"3 Consider him who endured from sinners such hostility against himself, so that you may not grow weary or fainthearted. 4 In your struggle against sin you have not yet resisted to the point of shedding your blood. 5 And have you forgotten the exhortation that addresses you as sons?
“My son, do not regard lightly the discipline of the Lord,
nor be weary when reproved by him.
6 For the Lord disciplines the one he loves,
and chastises every son whom he receives.”

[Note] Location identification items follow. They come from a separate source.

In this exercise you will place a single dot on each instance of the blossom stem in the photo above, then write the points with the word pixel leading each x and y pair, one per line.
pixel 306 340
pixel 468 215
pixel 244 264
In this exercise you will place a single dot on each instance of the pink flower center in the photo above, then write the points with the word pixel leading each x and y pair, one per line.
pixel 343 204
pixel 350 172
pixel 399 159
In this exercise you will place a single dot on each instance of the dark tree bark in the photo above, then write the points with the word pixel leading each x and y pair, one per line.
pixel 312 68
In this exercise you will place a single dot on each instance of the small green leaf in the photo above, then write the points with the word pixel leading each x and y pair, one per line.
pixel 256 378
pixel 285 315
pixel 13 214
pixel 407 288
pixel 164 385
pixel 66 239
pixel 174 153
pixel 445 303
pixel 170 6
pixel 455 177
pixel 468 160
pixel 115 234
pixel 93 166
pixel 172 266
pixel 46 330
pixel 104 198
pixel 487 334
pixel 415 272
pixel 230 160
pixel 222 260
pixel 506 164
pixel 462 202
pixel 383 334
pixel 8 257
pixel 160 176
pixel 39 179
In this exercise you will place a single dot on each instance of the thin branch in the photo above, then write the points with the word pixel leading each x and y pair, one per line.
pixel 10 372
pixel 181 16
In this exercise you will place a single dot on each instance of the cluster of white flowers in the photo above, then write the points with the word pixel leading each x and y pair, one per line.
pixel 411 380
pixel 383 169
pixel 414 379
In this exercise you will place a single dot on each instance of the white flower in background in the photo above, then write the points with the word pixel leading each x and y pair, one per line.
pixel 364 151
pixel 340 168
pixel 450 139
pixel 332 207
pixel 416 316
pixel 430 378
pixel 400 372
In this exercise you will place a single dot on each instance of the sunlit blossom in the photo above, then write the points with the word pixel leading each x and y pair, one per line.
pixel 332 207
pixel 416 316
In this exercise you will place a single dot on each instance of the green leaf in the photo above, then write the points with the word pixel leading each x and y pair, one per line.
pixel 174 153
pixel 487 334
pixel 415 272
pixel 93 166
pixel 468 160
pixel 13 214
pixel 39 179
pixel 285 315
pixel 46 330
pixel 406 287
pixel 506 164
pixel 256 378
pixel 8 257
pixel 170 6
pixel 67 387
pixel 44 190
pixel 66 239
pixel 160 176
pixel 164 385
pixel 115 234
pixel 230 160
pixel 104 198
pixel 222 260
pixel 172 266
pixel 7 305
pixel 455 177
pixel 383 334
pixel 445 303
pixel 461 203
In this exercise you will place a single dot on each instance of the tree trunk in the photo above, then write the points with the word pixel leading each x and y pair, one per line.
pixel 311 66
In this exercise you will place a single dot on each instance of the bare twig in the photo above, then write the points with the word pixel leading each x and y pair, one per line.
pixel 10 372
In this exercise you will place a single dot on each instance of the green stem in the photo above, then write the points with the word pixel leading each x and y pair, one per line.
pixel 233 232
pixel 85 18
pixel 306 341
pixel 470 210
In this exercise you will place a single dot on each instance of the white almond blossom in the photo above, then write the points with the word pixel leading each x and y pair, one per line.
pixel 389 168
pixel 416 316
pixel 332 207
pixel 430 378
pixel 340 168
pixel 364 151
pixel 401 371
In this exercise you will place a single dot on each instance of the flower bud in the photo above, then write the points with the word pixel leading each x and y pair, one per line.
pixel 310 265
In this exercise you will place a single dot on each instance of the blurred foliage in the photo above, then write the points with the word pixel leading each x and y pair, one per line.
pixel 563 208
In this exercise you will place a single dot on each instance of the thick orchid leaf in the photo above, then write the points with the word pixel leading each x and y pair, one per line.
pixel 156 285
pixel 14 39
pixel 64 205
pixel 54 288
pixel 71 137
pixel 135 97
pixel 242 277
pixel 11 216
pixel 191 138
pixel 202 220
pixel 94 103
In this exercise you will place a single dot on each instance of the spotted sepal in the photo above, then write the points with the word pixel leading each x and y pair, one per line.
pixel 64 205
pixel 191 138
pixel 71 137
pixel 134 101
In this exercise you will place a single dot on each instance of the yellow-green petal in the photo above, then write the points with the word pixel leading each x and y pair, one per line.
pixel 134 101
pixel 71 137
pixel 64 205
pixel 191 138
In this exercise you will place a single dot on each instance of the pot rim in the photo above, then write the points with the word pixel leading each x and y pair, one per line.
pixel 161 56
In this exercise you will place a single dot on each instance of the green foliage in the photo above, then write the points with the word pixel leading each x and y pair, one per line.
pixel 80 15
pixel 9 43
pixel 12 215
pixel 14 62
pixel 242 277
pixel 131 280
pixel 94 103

7 It is for discipline that you have to endure. God is treating you as sons. For what son is there whom his father does not discipline? 8 If you are left without discipline, in which all have participated, then you are illegitimate children and not sons.9 Besides this, we have had earthly fathers who disciplined us and we respected them. Shall we not much more be subject to the Father of spirits and live? 10 For they disciplined us for a short time as it seemed best to them, but he disciplines us for our good, that we may share his holiness. 11 For the moment all discipline seems painful rather than pleasant, but later it yields the peaceful fruit of righteousness to those who have been trained by it."
Hebrews 12:3-11
The Apostle now proceeds to unfold the purpose and function of suffering in the Christian life. This is a remarkable passage, full of enlightenment and encouragement for hard-pressed believers. We should note two points in particular. The pressures that come upon Christians may certainly originate in Satan, but God permits this and uses it for His own ends. Satan may fire the arrow, but God intercepts it in mid-air and extracts the poison from the point, so that by the time it reaches us it is fraught with blessing. But a certain attitude to it now becomes all-important. We must realise that God is in it - hence the Apostle's excursus on the meaning of chastening. Secondly, the word translated 'chastening' could very accurately be rendered 'education'. This is very illuminating. God's sovereign grace transforms Satan's attacks into an education for His children! We might well entitle the chapter 'With Christ in the School of Suffering'. There is much here to think about. Sometimes children are difficult and fractious in school and will not learn their lessons, and teacher is obliged to 'keep them in' after school hours to go over the lesson again with them. And pupils have been known to be 'kept back' when the others go forward, to repeat a year. Do we not sometimes suffer more as Christians than we need to do, because of our slowness to learn the lessons God is teaching us? Does this throw any light on your problem?